Отважимся ли мы пойти до конца в рассказе о том, какие мысли обуревали нас рядом с покойным великим человеком? (Следовало бы сказать, рядом с великим молодым человеком, потому что на смертном ложе он выглядел не на пятьдесят, а разве что на тридцать лет, словно время не посмело коснуться того, кто его обуздал и покорил.) Осмелимся ли мы высказать все до конца? Его руки не были сложены на груди, а лежали вдоль тела, как у побежденного, на бездыханной груди не покоилось распятие. И мы думали, нет ли в его произведении того же отказа от бога? Это ужасно, но бог отсутствует в творчестве Пруста. Мы отнюдь не принадлежим к тем, кто упрекает его за то, что он прошел через огонь и развалины Содома и Гоморры, однако сожалеем, что он вступил туда, не облекшись в алмазную броню. В этом, с литературной точки зрения, единственная слабость и ограниченность его произведения — там отсутствует проблема совести. Ни один из персонажей, населяющих его книги, не ведает душевной тревоги, угрызений, нравственных мук, никто не стремится к совершенству. Там нет практически никого, кто знал бы, что означает слово «чистота», а люди, чистые от природы, вроде матери или бабушки героя, остаются ими столь же бессознательно, просто и легко, как оскверняют себя остальные.

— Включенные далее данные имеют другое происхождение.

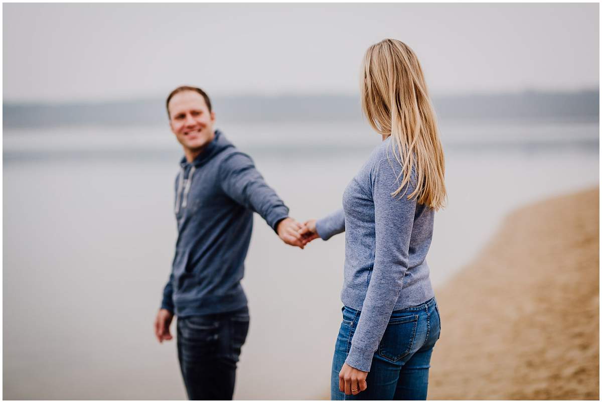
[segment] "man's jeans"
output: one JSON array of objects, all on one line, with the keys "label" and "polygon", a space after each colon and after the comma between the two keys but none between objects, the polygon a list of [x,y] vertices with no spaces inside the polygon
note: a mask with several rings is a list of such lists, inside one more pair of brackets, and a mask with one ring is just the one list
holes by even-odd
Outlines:
[{"label": "man's jeans", "polygon": [[332,400],[426,400],[433,346],[439,339],[441,321],[435,298],[391,316],[374,352],[367,389],[358,395],[339,390],[338,374],[351,348],[361,312],[344,307],[332,360]]},{"label": "man's jeans", "polygon": [[178,319],[178,357],[190,400],[232,400],[249,309]]}]

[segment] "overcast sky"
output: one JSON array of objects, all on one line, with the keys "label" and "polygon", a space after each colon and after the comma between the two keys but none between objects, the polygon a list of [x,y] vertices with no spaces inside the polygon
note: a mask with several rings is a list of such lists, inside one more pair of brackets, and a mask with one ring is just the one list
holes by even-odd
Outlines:
[{"label": "overcast sky", "polygon": [[435,94],[597,87],[599,5],[4,4],[5,101],[355,93],[385,37]]}]

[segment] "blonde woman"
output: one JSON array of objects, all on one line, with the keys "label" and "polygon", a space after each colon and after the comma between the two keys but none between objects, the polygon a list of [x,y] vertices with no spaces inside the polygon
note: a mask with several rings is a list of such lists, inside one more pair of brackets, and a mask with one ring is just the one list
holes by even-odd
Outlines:
[{"label": "blonde woman", "polygon": [[426,257],[446,198],[443,151],[412,49],[385,39],[362,70],[362,108],[383,142],[345,189],[343,210],[300,230],[308,241],[346,231],[331,396],[426,399],[440,329]]}]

Нет, здесь перед нами не христианин, осуждающий пороки: ограниченность нравственной перспективы обедняет человечество, созданное Прустом, суживает его вселенную. Главной ошибкой нашего друга нам представляется даже не дерзкая, порою чуть ли не омерзительная смелость известной части его творения, а то, что мы определили бы как отсутствие благодати. И те, кто следует за Прустом, для кого он проложил дорогу в неведомые земли и с отчаянной отвагой поднял на поверхность материки, до него поглощенные мертвым океаном, должны приобщить благодати этот новый мир.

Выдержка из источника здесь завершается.